Streaking had been popular on college campuses, my grandchildren. It was usually done by drunk males at night through a crowd. It died off pretty quickly. One night “Darvon” and various other guys were hanging out at my apartment drinking alcohol of some sort or another. We talked about the streaking phenomenon and how it had come and gone. In the stupidity of sophomoric self indulgence we decided to bring it back. We meaning my roommates and “Darvon”. They ran across the street. Then down the block. Then a couple of blocks over past the home for retired nuns. I pray for their pardon today, but they may have made a nun’s night back then. Who knows?

Funny Nun Caught Smoking -

Well, “Darvon” was competitive and had to be the alpha dog. He decided to streak the governor’s mansion, that would be the governor of Virginia. Fool throttle.

The mansion was about a mile and a half east of where we were domiciled, but “Darvon” was jacked up and ready. He wore only socks and red high top Converse sneakers, a floppy Caucasian afro, and a demonic grin. I know that my roommate Bruce drove the pace car next to him; that was a green Buick Skylark he called “the green snake”. Not sure who  rode along. But there they were at 2 or 3 a.m. putting down Franklin Street toward the Virginia state buildings and the governor’s residence. It must have been an interesting procession under the orange mercury vapor streetlights, only missing the Olympic torch.

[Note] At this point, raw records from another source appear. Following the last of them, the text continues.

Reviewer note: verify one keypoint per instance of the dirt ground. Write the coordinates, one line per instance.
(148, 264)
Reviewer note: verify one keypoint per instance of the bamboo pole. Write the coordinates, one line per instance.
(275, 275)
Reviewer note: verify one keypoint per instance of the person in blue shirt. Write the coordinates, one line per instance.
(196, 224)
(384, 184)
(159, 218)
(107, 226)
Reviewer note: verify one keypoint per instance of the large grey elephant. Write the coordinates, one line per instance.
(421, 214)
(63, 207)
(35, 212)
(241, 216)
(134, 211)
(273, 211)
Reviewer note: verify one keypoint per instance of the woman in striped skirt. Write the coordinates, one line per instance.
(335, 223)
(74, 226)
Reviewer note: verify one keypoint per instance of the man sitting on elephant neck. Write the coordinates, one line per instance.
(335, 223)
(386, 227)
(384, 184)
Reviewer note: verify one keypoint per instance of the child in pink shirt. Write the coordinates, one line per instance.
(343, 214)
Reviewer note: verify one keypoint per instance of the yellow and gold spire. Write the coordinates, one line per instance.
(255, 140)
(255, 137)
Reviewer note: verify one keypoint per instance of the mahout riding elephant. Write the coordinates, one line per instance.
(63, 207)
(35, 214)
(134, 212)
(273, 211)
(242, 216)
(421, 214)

I stayed home fully clothed, as I had throughout all of the shenanigans. The boys said I was their conscience or babysitter, or something halfway in between. Anyway, a blind man could see what was coming. As they drove and “Darvon” ran triumphantly onto the grounds of the governor’s estate, armed guards appeared with flashlights and guns. “Darvon” was taken down. A search was not needed. Why on earth Bruce was not also arrested, I’ll never know. He was taken to the police station, though. The next day he brought home a blank incident report that he’d swiped. He filled that out with outrageous details which we kept as a souvenir of the evening. “Darvon” was given thirty days in jail, I believe. However, due to overcrowded conditions, he only served a few days and returned to college to continue his studies in antisocial behavior.

I’ll just stop  here. I think I have supported my odd topic like a jockstrap.